This book first came to my attention around a year ago when it won a Sydney Taylor Award at the Association of Jewish Libraries. It intrigued me, because it's rare to come across young adult fiction with such a direct, progressive Jewish flair. This is the community that I may have grown up in, if my suburb were a bit more jewish, I stayed in public school, and temple and community played a more central role with my family. Or maybe if I had just joined a youth group after my bat mitzvah. :p. I guess I'm saying, and this has little to do with the story, it's easier for this Rachel to take her Jewish community for granted.
What I really wish is that the story had a little more build up. We pretty much started immediately at the fall, and then I had to just go with the fact that Rachel's life was shattered, even though we only saw the good times, like with her grandmother, her friend Alexis and the rabbi, in minor flashbacks. I also don't really buy that the rabbi was her God figure; maybe her parents, who then were in the middle of a marriage crisis. Either way, it would have helped to get more of an establishing shot.
There are a lot of subplots in the air here, which adds to the usual teen angst to not confront problems, but let them get worse first. (To be fair, I don't think that just applies to teens). I enjoyed the interlude where Rachel volunteered at a school in a lower class neighborhood, which put her thoughts on her comparative wealth and privilege into perspective in a way that I thought rang true to her character. I'm also amused hoe much she repeated the concept of tikkun olam, repairing the world, and linked it very specifically to community service projects, because that's what I grew up with in my Reconstructionist synagogue. :p. Her focus on kavanah, or intention, aka the title of the book, reminds me of how I obsess over those concepts in the here and now, applying Hebrew phrases to my modern day issues.

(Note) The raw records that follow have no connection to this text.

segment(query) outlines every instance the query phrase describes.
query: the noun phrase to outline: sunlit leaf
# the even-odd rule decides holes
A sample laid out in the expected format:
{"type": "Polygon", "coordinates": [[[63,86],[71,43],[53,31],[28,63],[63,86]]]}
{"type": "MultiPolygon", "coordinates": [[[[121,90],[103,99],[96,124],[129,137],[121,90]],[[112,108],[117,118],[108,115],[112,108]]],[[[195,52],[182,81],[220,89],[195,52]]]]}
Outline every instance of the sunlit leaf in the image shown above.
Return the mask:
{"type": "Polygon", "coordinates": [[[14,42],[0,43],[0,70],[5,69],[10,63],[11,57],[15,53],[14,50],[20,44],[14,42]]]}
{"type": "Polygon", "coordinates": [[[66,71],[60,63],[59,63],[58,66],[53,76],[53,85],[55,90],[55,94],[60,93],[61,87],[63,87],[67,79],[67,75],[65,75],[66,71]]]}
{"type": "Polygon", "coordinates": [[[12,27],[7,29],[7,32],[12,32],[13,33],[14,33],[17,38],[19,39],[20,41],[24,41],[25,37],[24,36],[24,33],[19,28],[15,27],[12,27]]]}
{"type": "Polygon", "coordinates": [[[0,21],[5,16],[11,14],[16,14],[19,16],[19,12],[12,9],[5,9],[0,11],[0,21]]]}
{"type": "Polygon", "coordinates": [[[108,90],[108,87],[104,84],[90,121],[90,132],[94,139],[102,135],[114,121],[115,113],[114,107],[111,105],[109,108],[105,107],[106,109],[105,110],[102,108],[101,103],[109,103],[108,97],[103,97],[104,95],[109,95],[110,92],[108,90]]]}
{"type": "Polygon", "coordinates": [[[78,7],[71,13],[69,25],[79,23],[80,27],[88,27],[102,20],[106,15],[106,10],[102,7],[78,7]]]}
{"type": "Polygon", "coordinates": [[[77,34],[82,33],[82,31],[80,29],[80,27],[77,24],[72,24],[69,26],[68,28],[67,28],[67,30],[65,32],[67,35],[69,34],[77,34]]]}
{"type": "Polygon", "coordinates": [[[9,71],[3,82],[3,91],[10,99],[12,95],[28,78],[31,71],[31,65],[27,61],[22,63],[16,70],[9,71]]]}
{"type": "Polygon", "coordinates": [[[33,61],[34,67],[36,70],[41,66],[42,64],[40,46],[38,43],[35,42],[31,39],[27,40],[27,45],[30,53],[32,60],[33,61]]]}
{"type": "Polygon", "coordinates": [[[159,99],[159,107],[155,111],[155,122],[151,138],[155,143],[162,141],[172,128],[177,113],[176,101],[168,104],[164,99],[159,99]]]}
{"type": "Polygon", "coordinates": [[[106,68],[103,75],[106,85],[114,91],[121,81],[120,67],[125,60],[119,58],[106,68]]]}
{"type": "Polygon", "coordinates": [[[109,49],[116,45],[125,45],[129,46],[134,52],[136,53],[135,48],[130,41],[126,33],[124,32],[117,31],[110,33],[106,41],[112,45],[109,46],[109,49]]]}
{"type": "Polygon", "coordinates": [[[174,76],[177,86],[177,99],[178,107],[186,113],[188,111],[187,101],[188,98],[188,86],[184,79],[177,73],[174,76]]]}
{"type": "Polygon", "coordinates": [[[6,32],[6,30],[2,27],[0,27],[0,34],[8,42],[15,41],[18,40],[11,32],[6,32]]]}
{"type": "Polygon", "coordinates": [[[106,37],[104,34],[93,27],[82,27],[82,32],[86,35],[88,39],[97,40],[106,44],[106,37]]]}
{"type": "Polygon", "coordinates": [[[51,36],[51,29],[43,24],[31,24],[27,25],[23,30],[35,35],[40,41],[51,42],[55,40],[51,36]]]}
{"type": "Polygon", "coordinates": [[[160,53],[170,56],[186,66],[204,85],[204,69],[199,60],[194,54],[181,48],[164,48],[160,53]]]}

I thought the two boys, Adam and Jake, were drawn with layers of complexity, but I was a little less impressed with the girls. Even Rachel kind of did the pendulum swing from being all good to all bad for a little bit. Alexis really frustrated me. I really think we needed more of the good side of their friendship, a more complicated picture of who they used to be before life tore them apart. Again, it's likely my own bias, to a degree, my own issues with former friends. And I get that we really couldn't get too deep into Alexis's head while being stuck in Rachel's first person. I appreciate that some people develop cold and bitchy personalities, particularly after a familial schism. But I think it would have added more to the story to have that relationship be more explored.
I do like how there were no happy endings, just living with the damage. I feel like the messages of the story, about personal accountability and not putting others on pedestals, were achieved with minimal moralizing. It feels like something that could have come out of my Judaism--flawed rabbis and all--and with the spirit that prides wisdom and empathy over absolutes.